There were other financial details, of course, including an increase in deductibles for health coverage, reductions in tuition reimbursement and a change to reimbursing teachers for only one graduate program.

But I think anyone would say that, given the financial condition at the time, this was a generous contract.

At the risk of alienating all the Geneva teachers I know, I suggest that now it’s time to pay the piper, to acknowledge the continued hard financial times and not only accept but actively promote a one-year freeze. Just one year! See where things stand next year! (I know at least a few Geneva schoolteachers who completely agree with me, too.) I’m not interested in an argument over how hard teachers work, that they take work home and give up weekends grading papers. I’m not interested in the counter-argument that teachers work for nine months out of the year and have two weeks at Christmas, a week off in the spring and countless days off here and there. That’s a conversation for another day.
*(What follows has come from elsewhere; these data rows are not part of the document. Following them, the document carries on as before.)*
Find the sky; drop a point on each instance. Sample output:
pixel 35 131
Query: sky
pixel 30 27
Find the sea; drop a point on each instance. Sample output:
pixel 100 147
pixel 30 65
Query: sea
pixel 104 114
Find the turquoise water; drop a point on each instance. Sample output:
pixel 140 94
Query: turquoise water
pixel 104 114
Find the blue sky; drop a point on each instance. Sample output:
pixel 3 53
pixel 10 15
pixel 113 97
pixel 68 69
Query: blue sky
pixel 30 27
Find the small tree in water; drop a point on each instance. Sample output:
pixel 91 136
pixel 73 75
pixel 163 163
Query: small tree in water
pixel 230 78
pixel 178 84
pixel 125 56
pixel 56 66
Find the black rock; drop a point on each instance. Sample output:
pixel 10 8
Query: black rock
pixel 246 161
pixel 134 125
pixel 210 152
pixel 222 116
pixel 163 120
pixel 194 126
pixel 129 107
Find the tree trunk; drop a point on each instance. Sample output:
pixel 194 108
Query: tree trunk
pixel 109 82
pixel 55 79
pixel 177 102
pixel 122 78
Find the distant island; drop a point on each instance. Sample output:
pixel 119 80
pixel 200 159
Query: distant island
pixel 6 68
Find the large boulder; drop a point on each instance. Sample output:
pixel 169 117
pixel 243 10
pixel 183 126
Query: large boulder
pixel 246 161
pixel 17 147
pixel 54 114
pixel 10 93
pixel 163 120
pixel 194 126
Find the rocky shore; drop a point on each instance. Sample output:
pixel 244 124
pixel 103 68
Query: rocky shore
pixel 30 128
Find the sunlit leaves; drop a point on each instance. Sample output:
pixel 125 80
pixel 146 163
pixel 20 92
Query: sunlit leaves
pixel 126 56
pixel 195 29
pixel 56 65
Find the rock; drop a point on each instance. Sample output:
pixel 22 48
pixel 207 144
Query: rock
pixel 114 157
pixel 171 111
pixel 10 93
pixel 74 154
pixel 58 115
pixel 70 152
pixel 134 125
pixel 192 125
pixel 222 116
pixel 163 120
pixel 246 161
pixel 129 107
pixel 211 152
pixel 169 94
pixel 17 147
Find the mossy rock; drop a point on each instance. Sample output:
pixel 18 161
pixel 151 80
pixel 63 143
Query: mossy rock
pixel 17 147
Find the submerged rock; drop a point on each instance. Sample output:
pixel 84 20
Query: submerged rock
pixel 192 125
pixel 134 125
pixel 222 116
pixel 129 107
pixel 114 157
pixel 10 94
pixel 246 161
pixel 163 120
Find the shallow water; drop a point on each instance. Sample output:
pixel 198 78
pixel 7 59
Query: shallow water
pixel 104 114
There are many details that go into a contract, and negotiations are done behind closed doors. It’s possible teachers already have proposed this. It’s possible they have not, and that they’re uninterested in seeing salaries remain the same. 

But support staff pay has been frozen, administrator pay has been frozen. It’s the teachers’ turn. It would engender a boatload of good will.

Kindergarten Enrollment Bubble

Two weeks ago, the board tabled an agenda item on a staff recommendation to and staff to Mill Creek and Williamsburg schools, because anticipated class sizes of 27 and 28 at Mill Creek and 26, 26 and 25 at Williamsburg. Officials anticipated those numbers would continue to increase as summer moves toward the beginning of school.

Board members said they wanted to review the entire situation and consider alternatives, including busing students to other schools where enrollment is lower. And board members also said it’s time to look at boundary lines to see if adjustments are needed. That of course raised the question of whether–if boundary changes are coming next year–should students be disrupted THIS year and then perhaps again NEXT year.

Parents spoke in favor of adding sections and teachers. And the issue has prompted a lot of online debate, including 85 comments on Rick Nagel’s story of June 25. Then, on June 29, there was an additional story of an enrollment bubble existing in Fabyan Elementary’s first grade, with parents receiving letters asking for volunteers to bus their children to Mill Creek or Western.

My initial reaction? Save the money and bus the little darlings to a different school. Everyone is tired of taxes. If we can save the equivalent of one entire teacher (two half-day sessions), well, do it. 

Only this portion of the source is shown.